Quelques détails techniques sur le vocabulaire :
« pauvres de cœur ». L’expression se trouve dans le Psaume 34.19 « Le Seigneur est près de ceux qui ont le cœur brisé, et il sauve ceux qui ont l’esprit dans l’abattement »
Les « doux » sont non pas ceux qui auraient un caractère tout en douceur, il s’agit plutôt de ceux qui ne peuvent exprimer autre chose que de la douceur à cause de leur condition sociale ou de leur religion. Bref ceux qui sont sous la censure.
« Ceux qui pleurent » sont ceux qui sont dans le deuil
« les cœurs purs » sont ceux que l’on nommait les simples, cad ceux dont les actes sont en lien avec leur pensée et ceux qui ont mis leur cœur à un niveau de pureté qui va leur permettre de rencontrer Dieu.
« l’œuvre de paix » est une exigence juive d’essayer de pacifier les couples qui se chamaillent.
Pour Luc, il n’y a que 4 béatitudes, suivies de 4 malédictions qui concernent les pauvres, les affamés, ceux qui pleurent et ceux qui sont haïs. Mais Luc parle lui de la pauvreté du porte-monnaie (et non du cœur), de la faim de l’estomac (et non de la justice), et tous deux ont repris le couplet sur la haine reçue à cause de Jésus, sujet dont il est assez peu probable qu’il fut abordé par Jésus de son vivant, mais qui est un préoccupation sérieuse en l’an 85.

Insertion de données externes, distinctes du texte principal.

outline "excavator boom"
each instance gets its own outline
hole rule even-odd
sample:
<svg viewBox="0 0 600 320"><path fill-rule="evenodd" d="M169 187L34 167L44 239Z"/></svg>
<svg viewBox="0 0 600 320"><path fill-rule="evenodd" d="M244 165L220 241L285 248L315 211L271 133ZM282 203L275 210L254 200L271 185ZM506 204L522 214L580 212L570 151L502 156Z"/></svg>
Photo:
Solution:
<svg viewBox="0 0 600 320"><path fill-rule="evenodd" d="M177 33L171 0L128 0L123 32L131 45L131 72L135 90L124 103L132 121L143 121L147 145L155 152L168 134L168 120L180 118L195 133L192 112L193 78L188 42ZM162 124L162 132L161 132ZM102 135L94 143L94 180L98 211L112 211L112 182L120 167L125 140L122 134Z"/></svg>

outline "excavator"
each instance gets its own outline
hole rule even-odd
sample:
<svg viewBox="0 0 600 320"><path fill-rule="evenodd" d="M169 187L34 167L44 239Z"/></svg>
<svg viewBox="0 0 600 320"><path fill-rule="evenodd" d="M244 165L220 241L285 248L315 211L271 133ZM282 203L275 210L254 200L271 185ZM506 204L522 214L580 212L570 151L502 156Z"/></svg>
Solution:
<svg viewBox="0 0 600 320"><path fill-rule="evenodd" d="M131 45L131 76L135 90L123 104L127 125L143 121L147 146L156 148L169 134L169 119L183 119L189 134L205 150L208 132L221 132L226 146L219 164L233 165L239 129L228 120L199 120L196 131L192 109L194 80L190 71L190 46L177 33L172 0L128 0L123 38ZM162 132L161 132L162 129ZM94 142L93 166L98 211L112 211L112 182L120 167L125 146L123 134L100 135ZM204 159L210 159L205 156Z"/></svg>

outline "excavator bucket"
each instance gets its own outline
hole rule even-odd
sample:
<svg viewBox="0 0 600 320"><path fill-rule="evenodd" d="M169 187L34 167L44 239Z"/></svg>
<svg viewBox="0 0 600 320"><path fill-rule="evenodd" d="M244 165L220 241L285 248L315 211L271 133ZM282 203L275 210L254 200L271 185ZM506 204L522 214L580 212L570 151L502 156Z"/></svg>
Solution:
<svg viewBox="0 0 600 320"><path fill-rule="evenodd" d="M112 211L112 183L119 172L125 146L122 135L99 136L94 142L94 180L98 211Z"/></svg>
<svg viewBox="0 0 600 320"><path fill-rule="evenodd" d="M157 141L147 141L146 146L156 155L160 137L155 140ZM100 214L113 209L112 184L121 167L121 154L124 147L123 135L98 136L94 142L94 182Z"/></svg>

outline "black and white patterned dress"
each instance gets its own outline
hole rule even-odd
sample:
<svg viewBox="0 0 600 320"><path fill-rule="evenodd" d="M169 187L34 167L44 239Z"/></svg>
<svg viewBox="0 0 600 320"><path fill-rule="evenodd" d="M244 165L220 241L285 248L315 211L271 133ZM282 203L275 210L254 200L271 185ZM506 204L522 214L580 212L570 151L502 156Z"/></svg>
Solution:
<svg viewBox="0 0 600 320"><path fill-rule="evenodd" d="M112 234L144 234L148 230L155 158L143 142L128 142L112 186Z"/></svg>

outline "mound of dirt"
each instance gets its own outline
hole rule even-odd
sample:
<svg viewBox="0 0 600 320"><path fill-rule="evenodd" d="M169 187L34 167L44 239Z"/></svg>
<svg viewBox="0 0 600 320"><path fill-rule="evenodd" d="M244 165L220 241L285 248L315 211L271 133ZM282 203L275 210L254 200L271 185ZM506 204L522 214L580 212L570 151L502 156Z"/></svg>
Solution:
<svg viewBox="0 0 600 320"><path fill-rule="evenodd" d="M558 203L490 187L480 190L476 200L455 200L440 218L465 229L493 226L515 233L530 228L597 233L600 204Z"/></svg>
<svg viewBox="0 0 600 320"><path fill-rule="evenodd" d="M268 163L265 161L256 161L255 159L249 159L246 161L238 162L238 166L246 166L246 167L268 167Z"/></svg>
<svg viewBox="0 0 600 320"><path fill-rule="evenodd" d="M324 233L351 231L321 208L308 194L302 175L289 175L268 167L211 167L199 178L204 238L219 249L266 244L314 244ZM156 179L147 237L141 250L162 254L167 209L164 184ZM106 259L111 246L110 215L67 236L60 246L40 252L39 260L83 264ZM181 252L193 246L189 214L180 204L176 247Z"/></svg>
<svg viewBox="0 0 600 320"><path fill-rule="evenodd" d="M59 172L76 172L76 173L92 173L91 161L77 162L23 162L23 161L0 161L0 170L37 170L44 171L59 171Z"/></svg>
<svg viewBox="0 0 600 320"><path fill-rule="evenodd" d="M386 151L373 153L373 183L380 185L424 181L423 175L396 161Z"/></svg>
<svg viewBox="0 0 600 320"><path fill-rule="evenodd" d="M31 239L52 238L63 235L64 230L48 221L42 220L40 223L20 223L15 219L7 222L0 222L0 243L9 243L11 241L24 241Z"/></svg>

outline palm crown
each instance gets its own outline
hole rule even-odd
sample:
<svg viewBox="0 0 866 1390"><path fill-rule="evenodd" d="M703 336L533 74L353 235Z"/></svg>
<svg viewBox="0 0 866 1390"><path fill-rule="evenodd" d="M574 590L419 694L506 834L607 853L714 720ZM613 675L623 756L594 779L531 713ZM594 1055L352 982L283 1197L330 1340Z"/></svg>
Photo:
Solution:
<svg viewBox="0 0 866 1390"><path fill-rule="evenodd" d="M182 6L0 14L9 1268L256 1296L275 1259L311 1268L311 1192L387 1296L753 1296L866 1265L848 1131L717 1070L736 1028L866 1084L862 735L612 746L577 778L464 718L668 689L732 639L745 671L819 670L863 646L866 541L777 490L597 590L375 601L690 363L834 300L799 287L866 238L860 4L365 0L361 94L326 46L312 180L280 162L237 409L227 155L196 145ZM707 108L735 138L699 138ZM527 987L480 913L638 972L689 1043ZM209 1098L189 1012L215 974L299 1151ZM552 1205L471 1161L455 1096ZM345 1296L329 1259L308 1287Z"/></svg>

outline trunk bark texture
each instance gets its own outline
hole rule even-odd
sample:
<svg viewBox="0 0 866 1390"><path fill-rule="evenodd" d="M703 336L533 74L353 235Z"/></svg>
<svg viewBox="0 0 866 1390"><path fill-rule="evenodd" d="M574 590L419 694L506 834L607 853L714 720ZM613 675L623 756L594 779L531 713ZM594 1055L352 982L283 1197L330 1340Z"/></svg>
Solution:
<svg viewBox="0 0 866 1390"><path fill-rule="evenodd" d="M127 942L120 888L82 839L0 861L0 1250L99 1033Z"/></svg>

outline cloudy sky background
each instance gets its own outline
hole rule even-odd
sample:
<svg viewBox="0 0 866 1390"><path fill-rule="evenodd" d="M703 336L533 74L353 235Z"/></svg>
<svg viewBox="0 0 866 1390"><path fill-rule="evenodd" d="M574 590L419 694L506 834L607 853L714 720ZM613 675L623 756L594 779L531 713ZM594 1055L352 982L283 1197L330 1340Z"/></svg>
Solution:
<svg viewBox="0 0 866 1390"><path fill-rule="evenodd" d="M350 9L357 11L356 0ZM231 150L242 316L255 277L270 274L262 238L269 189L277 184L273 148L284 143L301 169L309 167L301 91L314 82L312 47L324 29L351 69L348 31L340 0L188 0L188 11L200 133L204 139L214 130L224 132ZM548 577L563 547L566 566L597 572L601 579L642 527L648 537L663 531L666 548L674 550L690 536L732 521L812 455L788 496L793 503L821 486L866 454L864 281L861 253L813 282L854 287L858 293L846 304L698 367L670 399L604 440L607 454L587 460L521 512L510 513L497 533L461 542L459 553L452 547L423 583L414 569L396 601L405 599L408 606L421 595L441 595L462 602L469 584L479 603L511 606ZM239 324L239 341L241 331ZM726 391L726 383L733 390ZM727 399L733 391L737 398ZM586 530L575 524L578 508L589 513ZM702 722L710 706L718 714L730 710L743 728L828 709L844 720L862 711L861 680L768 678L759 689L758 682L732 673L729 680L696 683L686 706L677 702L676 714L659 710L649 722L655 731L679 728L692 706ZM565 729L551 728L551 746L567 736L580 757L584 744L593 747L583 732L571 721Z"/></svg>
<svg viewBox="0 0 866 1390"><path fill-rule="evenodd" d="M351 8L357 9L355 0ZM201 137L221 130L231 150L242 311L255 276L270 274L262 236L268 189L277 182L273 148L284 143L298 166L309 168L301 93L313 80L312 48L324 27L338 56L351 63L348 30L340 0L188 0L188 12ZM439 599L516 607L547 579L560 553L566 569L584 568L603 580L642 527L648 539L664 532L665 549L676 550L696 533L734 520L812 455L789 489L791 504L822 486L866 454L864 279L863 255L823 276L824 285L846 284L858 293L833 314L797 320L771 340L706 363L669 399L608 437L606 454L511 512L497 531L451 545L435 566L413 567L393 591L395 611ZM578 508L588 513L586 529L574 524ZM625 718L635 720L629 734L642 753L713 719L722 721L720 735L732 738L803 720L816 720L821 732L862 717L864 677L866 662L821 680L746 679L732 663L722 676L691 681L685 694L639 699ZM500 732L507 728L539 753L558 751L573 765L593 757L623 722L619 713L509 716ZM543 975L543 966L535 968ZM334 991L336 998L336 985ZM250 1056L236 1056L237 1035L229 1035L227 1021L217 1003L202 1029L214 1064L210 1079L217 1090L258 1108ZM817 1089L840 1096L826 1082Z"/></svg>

Il convient de faire attention à ne pas voir dans ces béatitudes une théologie de la rétribution : ce n’est pas parce que vous souffrez que vous aurez droit au réconfort du paradis. Il n’y a aucune invitation à se mettre dans la souffrance pour obtenir le salut. Il n’y a aucune promesse de changement, il n’est jamais dit que demain ceux qui souffrent ne souffriront plus, dans la même vie. Au paradis, pas de douleur.
Marx évidemment a pris ces béatitudes et les a assaisonnées à sa sauce, celle de l’opium du peuple : « l’évocation d’un paradis à gagner en acceptant la misère du monde présent a été une véritable drogue évitant la révolte des exploités ». Les béatitudes inventées par les patrons, les militaires, les riches et les bourgeois !
Nietzsche aussi : « en valorisant les larmes et la faiblesse des perdants, l’Eglise s’oppose à une morale noble qui doit encourager la force et le dépassement de soi ».
Ni Jésus, ni Luc ni Matthieu ont invité les chrétiens à souffrir en silence, ils n’ont pas appelé à la reddition ni même à l’acceptation de l’inacceptable. Ils ont juste dit ce qui se dit depuis longtemps, que Dieu est aux côtés de celui qui souffre. Et si nous-même décidons de nous mettre à leur proximité, alors il est possible que nous puissions rencontrer Dieu. Au tournant d’un couloir d’hôpital, d’un parloir de prison, d’un restau du cœur, et tant d’autres endroits encore.